Saturday, September 01, 2012

Nurse Practioners Owning Cardiologists?

Asking the important questions: "Can a Nurse Practitioner open/own a cardiology practice?"
"Technically, I can. The problem is getting a consulting physician to sign on. You aren't going to get a Family Practice MD to agree to that. You're also probably not going to get a Cardiologist to agree to that as you'll be competing with a specialist who might like APNs, but isn't going to give you the piece of the pie that pays for new boats, jet skis, etc."
Yep, it's hard to make this stuff up.



Anonymous said...

An informed patient population would not go for, it would certainly fly in the US.

Lisa said...

If you are sick enough to need a cardiologist, would you want to be treated by a nurse?

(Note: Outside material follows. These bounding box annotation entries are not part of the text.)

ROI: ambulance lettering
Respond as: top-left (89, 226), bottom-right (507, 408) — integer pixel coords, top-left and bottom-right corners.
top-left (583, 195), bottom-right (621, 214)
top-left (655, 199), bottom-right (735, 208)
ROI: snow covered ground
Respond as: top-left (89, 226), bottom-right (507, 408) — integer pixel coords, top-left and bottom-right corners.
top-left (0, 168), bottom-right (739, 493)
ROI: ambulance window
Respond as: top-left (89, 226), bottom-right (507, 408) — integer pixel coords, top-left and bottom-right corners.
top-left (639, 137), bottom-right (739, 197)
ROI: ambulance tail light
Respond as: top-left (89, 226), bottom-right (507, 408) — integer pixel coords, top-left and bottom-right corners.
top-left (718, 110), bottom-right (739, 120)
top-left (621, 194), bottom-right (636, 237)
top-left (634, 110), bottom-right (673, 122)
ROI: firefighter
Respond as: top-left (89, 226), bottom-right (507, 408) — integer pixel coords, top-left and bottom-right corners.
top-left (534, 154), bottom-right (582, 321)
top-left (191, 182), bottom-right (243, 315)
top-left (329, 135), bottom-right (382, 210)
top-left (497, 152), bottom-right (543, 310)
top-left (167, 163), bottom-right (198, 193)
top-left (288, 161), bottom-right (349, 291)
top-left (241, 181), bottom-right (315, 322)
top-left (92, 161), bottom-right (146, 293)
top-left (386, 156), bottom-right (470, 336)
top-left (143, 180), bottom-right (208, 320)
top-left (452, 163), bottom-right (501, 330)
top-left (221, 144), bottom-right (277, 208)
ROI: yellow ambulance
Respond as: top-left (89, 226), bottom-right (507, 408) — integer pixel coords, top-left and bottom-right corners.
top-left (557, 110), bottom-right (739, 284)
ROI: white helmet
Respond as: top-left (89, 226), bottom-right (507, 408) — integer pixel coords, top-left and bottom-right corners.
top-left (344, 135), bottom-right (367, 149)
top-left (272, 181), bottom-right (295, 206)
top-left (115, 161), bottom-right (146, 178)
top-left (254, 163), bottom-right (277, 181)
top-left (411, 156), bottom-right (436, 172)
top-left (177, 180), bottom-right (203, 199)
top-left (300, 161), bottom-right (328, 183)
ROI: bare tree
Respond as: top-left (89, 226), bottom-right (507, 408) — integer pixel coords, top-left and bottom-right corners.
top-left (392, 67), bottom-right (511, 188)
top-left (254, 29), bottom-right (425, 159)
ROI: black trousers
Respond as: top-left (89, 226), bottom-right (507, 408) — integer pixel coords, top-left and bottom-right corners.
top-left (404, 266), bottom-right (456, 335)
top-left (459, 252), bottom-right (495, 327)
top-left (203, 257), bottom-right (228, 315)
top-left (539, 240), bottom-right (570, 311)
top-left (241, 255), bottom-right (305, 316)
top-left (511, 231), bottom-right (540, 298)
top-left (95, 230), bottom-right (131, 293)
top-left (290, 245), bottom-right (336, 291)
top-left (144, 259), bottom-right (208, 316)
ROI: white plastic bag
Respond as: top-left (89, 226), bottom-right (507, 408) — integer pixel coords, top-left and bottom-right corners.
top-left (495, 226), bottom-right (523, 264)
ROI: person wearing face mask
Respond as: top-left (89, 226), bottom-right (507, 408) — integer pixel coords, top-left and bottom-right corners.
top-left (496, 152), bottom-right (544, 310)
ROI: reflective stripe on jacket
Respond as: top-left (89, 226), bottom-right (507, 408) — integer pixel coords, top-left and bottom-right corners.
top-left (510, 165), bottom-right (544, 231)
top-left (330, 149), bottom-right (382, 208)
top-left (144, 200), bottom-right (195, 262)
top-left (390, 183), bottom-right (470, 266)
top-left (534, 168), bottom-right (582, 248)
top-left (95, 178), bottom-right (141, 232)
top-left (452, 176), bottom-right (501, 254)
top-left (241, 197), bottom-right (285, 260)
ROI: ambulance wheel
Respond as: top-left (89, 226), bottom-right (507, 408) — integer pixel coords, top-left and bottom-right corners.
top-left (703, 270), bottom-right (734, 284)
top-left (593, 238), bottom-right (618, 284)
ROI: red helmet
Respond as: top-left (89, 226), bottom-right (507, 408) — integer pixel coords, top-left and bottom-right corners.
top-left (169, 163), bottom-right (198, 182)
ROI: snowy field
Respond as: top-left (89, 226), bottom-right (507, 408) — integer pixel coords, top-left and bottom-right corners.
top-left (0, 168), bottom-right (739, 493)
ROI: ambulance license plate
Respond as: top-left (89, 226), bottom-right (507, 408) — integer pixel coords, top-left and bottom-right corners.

Don't nurses practice a different kind of medicine than doctors?

Austin said...

Actually, Wes, this OP is exactly right. The 'business of medicine' is where the money is made, and there are many successful practices (both specialty and otherwise) where the majority of the work is performed by midlevel practitioners but the majority of benefit goes to the owners, frequently part-time (or non-practicing) physicians.

You're trying to lump the 'practice' of medicine with the 'business' aspects, when in reality physicians are frequently some of those LEAST QUALIFIED to run a business (even one based on medicine). Hospitals are frequently run by administrators with no actual health-care experience, and how many cardiology practices are successful because of a great business manager (non-physician)?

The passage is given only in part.